Утро 22 декабря 1974 года, самого короткого дня в году, было холодным, промозглым, тяжелым. И это, пожалуй, все, что запомнил художник Каминка. Вроде были еще слабо освещенные тусклыми фонарями милицейские пикеты и какие-то подозрительные типы, заглядывавшие в закутанные лица прохожих. Но главное — холод, жадно, цепко пробирающийся сквозь пальто, под шарф, к нагретому в метро телу.
Вечером ему позвонил Овчинников и обычным своим ровным, глубоким, ласковым баском спросил, не найдется ли у него работа величиной в пол-листа, чтобы заполнить одну из образовавшихся дыр, поскольку в последнюю минуту четверо сняли свои работы с экспозиции. Никто их тогда не осудил, да и впоследствии упреков никто не высказывал. Каждому было ясно, что, несмотря на полученное разрешение, участники переходят грань дозволенного и находятся в прямой конфронтации с властью. И все же насколько хорошо отдавали себе отчет эти пятьдесят два человека в том, что именно они затеяли и каковы могут быть последствия их не вполне заурядного поступка? Мы затрудняемся ответить на этот вопрос. Такие люди, как Овчинников, Рухин, Жарких, Камов, скорее всего, понимали, на что идут, но многие были попросту подхвачены общей волной энтузиазма, жаждой действия.
Среди причин, приведших художника Каминку в лагерь диссидентов, или, как сами себя называли эти люди, нонконформистов, кроме всех очевидно понятных, ранее отмеченных нами причин была глубоко укоренившаяся в нем черта: страх быть принятым за труса. Этот страх пересиливал в нем чувство любой опасности, заставлял, несмотря на боязнь высоты, прыгать с парашютом, затем уже в Израиле добиваться перевода в боевые части. Но кроме этого страха было еще кое-что. Последствия своего поступка он представлял не конкретно, а абстрактно, приблизительно так же, как, понимая то, что смертен, совершенно не представлял себе, что это возможно в действительности. Его знание было знанием умозрительным, а не ужасом, испытываемым каждой клеточкой организма при осознании неизбежности конца. Он не нюхал параши, ему не ломали пальцы, не били сапогами по яйцам, и знание о том, что ему грозит, сводилось к привычному российскому не зарекаться от тюрьмы, а возможность ареста и лагерь представлялись такой же неприятной, хотя и реальной возможностью, вроде заболевания гриппом, гонореей, дизентерией, то есть были вполне ожидаемым поворотом событий, частью повседневной жизни, не более того.

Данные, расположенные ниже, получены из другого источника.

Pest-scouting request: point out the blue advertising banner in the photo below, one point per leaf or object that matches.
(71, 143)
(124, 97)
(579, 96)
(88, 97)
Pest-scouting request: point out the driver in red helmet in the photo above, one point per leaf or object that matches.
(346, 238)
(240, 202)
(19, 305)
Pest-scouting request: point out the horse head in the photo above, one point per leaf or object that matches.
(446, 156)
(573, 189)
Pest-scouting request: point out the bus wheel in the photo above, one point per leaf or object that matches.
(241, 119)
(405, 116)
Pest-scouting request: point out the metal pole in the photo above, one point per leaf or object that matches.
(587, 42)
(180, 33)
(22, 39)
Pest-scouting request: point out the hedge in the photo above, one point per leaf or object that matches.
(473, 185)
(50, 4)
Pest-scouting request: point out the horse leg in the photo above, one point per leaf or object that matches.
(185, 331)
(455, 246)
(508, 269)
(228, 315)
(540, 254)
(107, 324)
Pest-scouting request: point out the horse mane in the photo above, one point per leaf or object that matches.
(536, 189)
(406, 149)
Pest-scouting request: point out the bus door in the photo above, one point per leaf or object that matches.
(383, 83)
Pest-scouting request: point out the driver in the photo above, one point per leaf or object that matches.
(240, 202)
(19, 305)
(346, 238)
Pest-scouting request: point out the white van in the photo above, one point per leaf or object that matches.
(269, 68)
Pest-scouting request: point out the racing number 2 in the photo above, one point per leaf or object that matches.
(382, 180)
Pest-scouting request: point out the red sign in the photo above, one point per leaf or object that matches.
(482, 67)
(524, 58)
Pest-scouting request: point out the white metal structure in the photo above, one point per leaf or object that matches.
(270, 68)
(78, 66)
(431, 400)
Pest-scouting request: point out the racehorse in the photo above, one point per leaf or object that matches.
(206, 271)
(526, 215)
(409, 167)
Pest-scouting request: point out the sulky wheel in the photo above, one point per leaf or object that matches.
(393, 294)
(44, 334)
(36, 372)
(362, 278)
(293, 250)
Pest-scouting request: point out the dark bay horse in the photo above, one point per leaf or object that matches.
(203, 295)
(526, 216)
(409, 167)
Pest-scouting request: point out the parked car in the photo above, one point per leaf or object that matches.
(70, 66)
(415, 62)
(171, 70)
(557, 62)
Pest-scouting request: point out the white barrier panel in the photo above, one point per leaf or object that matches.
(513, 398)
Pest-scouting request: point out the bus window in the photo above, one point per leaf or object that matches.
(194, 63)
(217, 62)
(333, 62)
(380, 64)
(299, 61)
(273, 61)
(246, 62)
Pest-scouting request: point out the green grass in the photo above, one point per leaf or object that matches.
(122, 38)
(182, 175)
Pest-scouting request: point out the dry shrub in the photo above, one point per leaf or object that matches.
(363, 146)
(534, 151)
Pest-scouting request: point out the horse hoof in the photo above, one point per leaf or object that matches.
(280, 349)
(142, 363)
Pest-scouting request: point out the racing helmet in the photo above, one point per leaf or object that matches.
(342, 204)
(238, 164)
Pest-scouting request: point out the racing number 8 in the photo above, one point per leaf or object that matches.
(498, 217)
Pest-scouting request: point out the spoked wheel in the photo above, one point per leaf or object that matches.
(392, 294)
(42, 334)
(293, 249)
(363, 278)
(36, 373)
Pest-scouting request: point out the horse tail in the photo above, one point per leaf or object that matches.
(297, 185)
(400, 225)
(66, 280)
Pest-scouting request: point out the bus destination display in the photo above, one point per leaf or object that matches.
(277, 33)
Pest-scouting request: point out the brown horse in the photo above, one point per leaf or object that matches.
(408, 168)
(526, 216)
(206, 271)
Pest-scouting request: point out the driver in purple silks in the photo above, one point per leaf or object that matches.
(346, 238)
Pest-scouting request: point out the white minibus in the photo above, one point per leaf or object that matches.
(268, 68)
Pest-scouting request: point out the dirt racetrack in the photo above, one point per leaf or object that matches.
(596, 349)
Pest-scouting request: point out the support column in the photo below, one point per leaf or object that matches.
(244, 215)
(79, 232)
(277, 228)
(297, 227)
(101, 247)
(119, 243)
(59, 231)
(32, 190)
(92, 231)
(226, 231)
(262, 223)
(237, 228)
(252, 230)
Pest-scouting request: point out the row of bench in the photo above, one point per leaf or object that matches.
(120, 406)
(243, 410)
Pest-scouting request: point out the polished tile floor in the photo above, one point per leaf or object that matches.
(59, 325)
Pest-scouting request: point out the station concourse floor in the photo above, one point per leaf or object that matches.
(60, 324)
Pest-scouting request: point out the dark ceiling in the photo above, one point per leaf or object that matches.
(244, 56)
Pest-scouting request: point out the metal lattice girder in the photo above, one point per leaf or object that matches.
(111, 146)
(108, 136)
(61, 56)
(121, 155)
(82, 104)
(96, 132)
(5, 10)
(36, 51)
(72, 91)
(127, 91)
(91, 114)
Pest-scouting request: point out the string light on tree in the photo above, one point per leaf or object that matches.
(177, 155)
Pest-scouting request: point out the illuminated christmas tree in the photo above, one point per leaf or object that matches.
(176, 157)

Но ощущение удушья, безнадежности, унизительности существования и отвращение были такими же конкретными, как эта бесконечная мгла, ледяной туман, скрипящий под ногами снег, и он был готов на все, чтобы от них избавиться.
Впрочем, в то раннее зимнее утро пробирающийся по темным заснеженным улицам от метро к ДК им. Газа художник Каминка ни о чем таком не думал. Он был счастлив тем особым счастьем, которое нисходит на изгоя, одиночку, внезапно обретшего товарищей, счастьем блудного сына, вернувшегося домой. Он был частью общего, прекрасного, светлого дела. Он, мальчишка, приобщился к миру, о котором мог только мечтать, о котором читал в книгах, миру настоящих художников, несгибаемых борцов, таких как Ван Гог, Гоген, Сёра и тех, кто подхватил их знамя…
Юра Дышленко, человек, не знающий, что такое компромисс ни в искусстве, ни в жизни, благородный рыцарь Юра Жарких, умница Володя Овчинников, легендарный Арефьев, загадочный Рохлин, насмешливый Гаврильчик, нежный Устюгов, Басин, Иванов, Горюнов, какие имена, какие люди…
Художник Каминка повернул за угол и неожиданно увидел длинную, окутанную светящимся в слабом свете фонарей паром дыхания, уходящую во тьму к далеко стоящему зданию ДК им. Газа линию людей. Очередь не двигалась, но шевелилась, люди притоптывали, подпрыгивали — мороз был за минус два-дцать. Сотни, нет, тысячи людей терпеливо ждали, когда же откроется выставка. Художник Каминка медленно шел вдоль очереди, заглядывая в лица людей, готовых мерзнуть часами только для того, чтобы увидеть работы его друзей и его, Саши Каминки, работы…
— Куда лезешь, не видишь, закрыто, — буркнул милиционер, — откроют через два часа.
Художник Каминка показал ему значок участника, выданный вчера. Милиционер, молодой парнишка с красным лицом, наклонился к значку.
— Проходи, — он отодвинул барьер и похлопал себя по щекам, — иди уже.
Художник Каминка поднялся по ступеням, оглянулся на уходящую во тьму очередь, стряхнул с воротника и шапки снег и вошел внутрь.
— А, Каминка, — улыбнулся ему Овчинников, как всегда спокойный, красивый, в костюме, при галстуке. — Принес? Отлично. Повесь ее на щит, в центре, рядом с Видерманом.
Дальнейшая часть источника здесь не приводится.